"She is very weak," commented Mrs. Sherwood.

"She is—or would be—remarkably pretty," added Sherwood. "I wonder what ails her."

Arrived at the foot of the gangplank the young man removed his hat with an air of perplexity, and looked about him. He was of the rather florid, always boyish type; and the removal of his hat had revealed a mat of close-curling brown hair, like a cap over his well-shaped head. The normal expression of his face was probably quizzically humorous, for already the little lines of habitual half laughter were sketched about his eyes.

"A plunger," said John Sherwood to himself, out of his knowledge of men; then as the young man glanced directly toward him, disclosing the colour and expression of his eyes, "a plunger in something," he amended, revising his first impression.

But now the humorous element was quite in abeyance, and a faint dismay had taken its place. One arm supporting the drooping girl, he was looking up and down the wharf. Not a vehicle remained save the heavy drays already backing up to receive their loads of freight. The dock hands had dropped and were coiling the line that had separated the crowd from the landing stage.

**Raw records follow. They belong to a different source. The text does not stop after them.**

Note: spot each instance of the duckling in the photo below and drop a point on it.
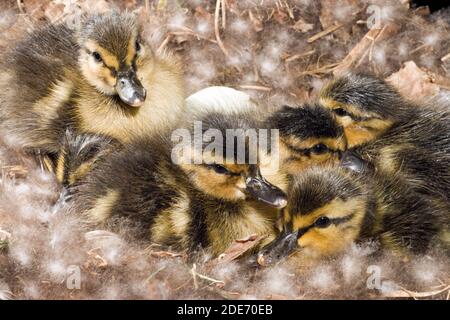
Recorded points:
(330, 208)
(183, 193)
(101, 79)
(394, 135)
(365, 106)
(309, 136)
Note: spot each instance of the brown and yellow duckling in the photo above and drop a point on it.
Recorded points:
(394, 135)
(331, 208)
(175, 201)
(101, 79)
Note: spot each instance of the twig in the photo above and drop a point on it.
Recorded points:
(404, 293)
(419, 48)
(300, 55)
(20, 5)
(252, 87)
(325, 32)
(150, 277)
(216, 28)
(325, 69)
(164, 43)
(224, 14)
(194, 275)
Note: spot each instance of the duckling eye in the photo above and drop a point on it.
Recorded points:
(319, 148)
(138, 46)
(97, 56)
(219, 169)
(322, 222)
(340, 112)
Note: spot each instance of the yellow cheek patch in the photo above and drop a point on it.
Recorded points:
(131, 51)
(355, 110)
(108, 58)
(336, 237)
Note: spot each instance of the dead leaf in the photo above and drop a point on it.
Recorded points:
(361, 49)
(302, 26)
(411, 81)
(257, 23)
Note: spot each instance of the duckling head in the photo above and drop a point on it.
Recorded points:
(324, 215)
(223, 161)
(364, 105)
(110, 47)
(309, 135)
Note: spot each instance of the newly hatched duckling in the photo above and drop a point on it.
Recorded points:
(394, 135)
(365, 106)
(186, 194)
(309, 136)
(101, 79)
(331, 208)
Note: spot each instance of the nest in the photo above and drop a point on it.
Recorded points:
(280, 51)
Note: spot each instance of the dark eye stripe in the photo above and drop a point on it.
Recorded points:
(335, 221)
(360, 118)
(306, 151)
(340, 220)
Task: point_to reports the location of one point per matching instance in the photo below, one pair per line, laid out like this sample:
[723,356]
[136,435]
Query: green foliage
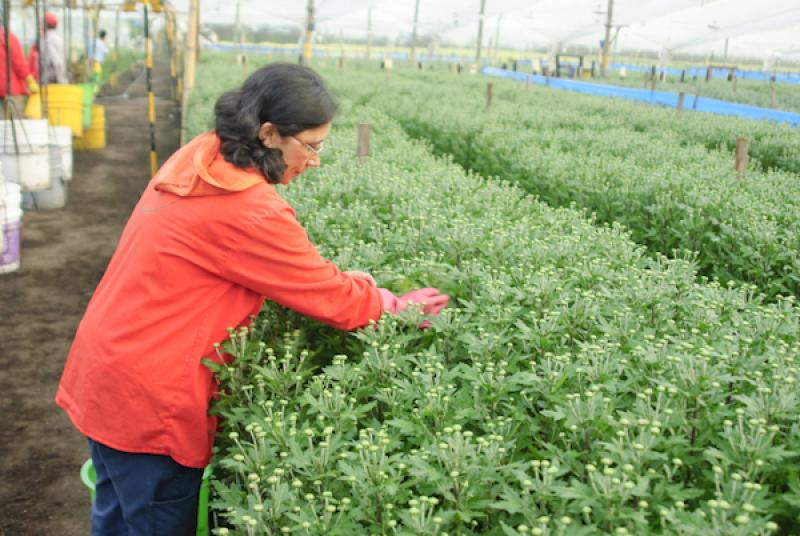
[670,180]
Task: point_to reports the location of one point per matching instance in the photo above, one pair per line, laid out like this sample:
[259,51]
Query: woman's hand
[362,275]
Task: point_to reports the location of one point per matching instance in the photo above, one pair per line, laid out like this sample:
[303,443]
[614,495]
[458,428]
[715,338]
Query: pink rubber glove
[431,299]
[362,275]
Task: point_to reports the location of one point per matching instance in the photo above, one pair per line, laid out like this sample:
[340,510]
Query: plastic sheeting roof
[757,29]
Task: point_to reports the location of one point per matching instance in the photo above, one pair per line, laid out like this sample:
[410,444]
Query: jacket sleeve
[18,63]
[274,257]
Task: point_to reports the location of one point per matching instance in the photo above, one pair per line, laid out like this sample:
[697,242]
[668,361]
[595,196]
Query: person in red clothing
[209,240]
[21,82]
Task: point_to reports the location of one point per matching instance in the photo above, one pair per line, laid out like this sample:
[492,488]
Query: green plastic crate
[88,476]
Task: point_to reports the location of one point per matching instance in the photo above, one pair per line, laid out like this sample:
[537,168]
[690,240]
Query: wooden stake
[363,142]
[741,156]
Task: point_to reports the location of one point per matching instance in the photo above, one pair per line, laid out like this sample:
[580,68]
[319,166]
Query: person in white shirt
[54,66]
[99,50]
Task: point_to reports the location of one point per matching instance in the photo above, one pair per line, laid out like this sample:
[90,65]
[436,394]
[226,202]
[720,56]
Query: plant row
[674,195]
[574,386]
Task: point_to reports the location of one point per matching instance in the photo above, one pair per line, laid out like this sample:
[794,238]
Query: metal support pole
[480,33]
[414,33]
[40,31]
[190,57]
[151,101]
[308,44]
[607,41]
[369,32]
[115,53]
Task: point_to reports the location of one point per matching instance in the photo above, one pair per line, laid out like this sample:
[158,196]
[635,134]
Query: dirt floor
[64,254]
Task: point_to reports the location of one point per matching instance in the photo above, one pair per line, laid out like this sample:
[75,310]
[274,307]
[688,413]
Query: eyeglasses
[313,150]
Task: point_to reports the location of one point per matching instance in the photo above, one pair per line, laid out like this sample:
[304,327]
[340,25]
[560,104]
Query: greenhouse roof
[765,28]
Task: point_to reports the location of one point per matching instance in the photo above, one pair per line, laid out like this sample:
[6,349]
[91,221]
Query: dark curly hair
[292,97]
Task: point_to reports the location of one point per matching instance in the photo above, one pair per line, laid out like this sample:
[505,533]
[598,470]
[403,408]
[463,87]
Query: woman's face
[300,151]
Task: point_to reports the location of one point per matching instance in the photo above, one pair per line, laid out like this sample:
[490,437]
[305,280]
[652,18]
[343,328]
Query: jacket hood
[199,169]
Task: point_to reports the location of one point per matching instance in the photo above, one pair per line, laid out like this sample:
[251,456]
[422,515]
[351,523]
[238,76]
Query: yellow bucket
[65,106]
[94,137]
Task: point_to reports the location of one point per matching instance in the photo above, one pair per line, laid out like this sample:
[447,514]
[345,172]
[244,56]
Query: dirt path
[64,254]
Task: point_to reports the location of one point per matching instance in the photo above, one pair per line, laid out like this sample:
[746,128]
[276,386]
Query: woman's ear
[267,133]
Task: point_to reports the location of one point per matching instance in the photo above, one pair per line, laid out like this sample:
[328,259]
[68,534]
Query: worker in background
[54,67]
[209,241]
[22,82]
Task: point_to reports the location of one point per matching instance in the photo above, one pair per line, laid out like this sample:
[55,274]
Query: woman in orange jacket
[208,242]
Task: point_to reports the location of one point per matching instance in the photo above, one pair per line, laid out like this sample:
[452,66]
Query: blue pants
[142,494]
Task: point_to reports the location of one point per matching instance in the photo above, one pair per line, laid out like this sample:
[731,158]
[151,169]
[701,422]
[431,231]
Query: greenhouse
[493,267]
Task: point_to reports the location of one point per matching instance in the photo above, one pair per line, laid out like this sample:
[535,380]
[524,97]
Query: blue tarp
[700,72]
[663,98]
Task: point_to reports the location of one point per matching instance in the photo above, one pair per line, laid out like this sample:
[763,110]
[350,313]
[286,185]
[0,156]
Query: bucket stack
[36,157]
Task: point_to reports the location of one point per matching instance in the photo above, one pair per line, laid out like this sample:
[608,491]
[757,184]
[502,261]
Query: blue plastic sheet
[663,98]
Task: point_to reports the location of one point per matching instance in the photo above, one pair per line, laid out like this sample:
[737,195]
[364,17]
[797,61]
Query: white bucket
[62,136]
[10,223]
[53,197]
[28,163]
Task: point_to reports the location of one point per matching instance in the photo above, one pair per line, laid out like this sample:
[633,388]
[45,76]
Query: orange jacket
[205,245]
[19,66]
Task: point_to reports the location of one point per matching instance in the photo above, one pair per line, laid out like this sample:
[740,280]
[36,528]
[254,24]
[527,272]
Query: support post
[773,102]
[190,56]
[607,41]
[363,142]
[308,44]
[480,34]
[414,33]
[151,101]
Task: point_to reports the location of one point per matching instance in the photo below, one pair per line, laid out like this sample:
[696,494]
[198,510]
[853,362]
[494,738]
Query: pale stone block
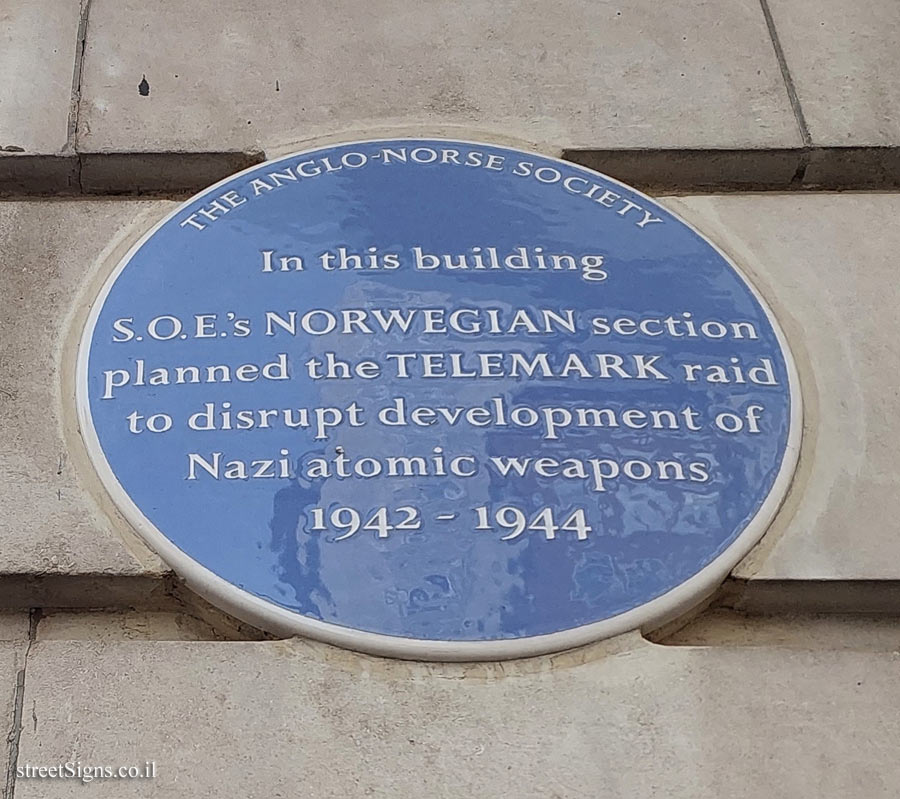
[295,719]
[49,525]
[37,58]
[827,264]
[845,64]
[690,73]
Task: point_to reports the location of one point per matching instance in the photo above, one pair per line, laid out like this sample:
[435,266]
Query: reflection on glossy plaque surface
[438,398]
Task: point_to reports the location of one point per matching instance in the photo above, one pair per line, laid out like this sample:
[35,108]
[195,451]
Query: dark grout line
[178,175]
[75,102]
[786,76]
[15,734]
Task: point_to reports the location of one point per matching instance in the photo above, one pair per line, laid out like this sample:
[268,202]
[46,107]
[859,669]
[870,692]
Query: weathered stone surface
[13,626]
[37,57]
[845,64]
[12,659]
[831,287]
[122,626]
[827,264]
[691,73]
[294,719]
[49,525]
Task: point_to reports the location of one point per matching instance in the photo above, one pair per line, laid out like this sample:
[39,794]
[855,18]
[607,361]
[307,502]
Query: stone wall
[738,114]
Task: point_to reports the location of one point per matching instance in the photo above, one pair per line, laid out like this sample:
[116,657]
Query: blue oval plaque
[438,399]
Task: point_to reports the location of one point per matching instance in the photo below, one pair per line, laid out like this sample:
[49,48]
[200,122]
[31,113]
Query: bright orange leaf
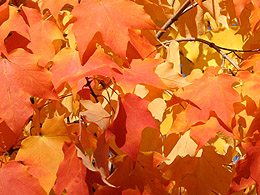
[212,92]
[45,150]
[20,78]
[72,173]
[247,169]
[98,16]
[14,179]
[127,127]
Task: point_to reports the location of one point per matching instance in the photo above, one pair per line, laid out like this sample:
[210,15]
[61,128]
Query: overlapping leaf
[133,116]
[218,96]
[21,78]
[99,16]
[45,150]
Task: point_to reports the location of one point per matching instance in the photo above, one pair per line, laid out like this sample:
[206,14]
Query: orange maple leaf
[212,92]
[99,16]
[21,78]
[132,118]
[14,179]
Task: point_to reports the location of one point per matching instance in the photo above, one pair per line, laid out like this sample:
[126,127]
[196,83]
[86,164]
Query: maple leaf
[67,67]
[7,137]
[95,113]
[72,173]
[15,22]
[240,5]
[56,7]
[211,92]
[250,62]
[21,78]
[14,179]
[254,18]
[144,173]
[140,72]
[42,34]
[43,153]
[98,16]
[250,85]
[202,133]
[247,169]
[195,173]
[133,116]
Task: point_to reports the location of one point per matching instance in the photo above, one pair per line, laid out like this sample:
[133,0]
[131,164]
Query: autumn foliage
[129,97]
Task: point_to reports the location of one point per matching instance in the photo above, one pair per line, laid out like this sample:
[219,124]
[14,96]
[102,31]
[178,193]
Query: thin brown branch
[173,19]
[211,44]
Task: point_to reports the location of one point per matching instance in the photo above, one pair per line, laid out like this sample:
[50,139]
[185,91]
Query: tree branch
[173,19]
[211,44]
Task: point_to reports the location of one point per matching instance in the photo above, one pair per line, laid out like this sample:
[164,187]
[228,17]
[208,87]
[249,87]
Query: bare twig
[211,44]
[173,19]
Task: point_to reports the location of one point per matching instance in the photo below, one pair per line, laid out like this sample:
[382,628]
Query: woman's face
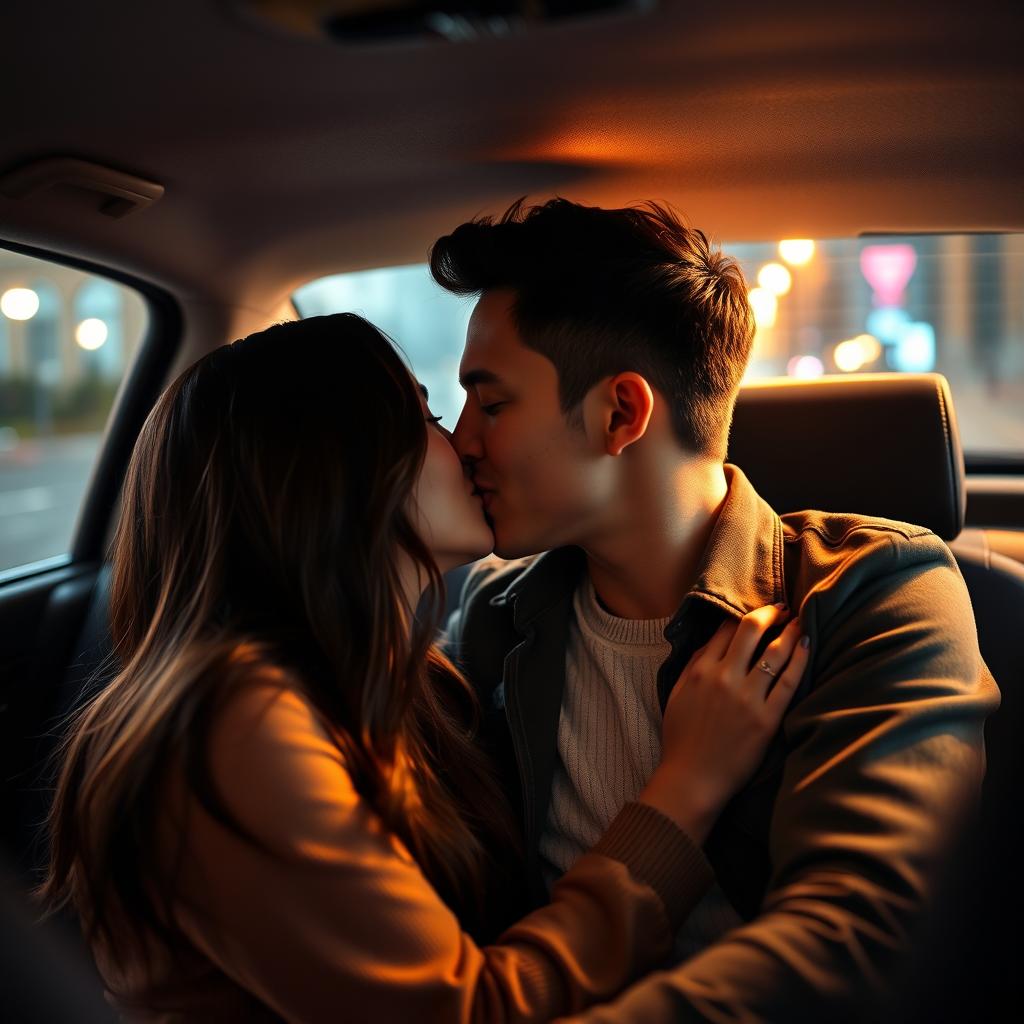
[446,513]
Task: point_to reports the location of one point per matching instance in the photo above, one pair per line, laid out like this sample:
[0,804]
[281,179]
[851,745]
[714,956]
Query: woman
[278,805]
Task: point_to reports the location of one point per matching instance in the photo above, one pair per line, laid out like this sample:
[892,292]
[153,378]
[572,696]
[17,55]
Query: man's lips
[484,494]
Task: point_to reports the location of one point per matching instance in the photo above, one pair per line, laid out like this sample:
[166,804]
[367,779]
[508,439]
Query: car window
[67,338]
[951,303]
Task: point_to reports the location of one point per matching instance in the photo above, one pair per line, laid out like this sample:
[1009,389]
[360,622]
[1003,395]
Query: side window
[425,322]
[67,339]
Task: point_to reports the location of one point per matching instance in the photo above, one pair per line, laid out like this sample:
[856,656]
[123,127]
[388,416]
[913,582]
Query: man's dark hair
[600,292]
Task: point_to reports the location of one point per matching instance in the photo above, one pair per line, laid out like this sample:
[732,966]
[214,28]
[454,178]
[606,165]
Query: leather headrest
[879,444]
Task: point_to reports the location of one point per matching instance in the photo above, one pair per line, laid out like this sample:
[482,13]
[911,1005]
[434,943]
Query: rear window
[67,338]
[950,303]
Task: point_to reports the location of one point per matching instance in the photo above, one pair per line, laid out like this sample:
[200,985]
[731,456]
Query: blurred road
[41,487]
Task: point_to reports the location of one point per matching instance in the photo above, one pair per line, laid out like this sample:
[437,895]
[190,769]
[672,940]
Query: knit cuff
[659,854]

With another exclamation the woman in the carriage rose, and before Sherwood could make a move to assist her, had poised on the rim of the wheel and leaped lightly to the dock. Like a thistledown she floated to the little group at the foot of the gangplank. The steward instantly gave way to her evident intention. She passed her arm around the girl's waist. The three moved slowly toward the buggy, Mrs. Sherwood, her head bent charmingly forward, murmuring compassionate, broken, little phrases, supporting the newcomer's reviving footsteps.

Sherwood, a faint, fond amusement lurking in the depths of his eyes, quietly cramped the wheels of the buggy.

IV

A half hour later the two men, having deposited the women safely in the Sherwoods' rooms at the Bella Union, and having been unceremoniously dismissed by Mrs. Sherwood, strolled together to the veranda. They had not, until now, had a chance to exchange six words.

The newcomer, who announced himself as Milton Keith from Baltimore, proved to have a likable and engaging personality. He was bubbling with interest and enthusiasm; and these qualities, provided they are backed solidly, are always prepossessing. Sherwood, quietly studying him, concluded that such was the case. His jaw and mouth were set in firm lines; his eye, while dancing and mischievous, had depths of capability and reserves of forcefulness. But Sherwood was, by inclination and by the necessities of his profession, a close observer of men. Another, less practised, might have seen here merely an eager, rather talkative, apparently volatile, very friendly, quite unreserved young man of twenty-five. Any one, analytical or otherwise, could not have avoided feeling the attractive force of the youth's personality, the friendly quality that is nine tenths individual magnetism and one tenth the cast of mind that initially takes for granted the other man's friendliness.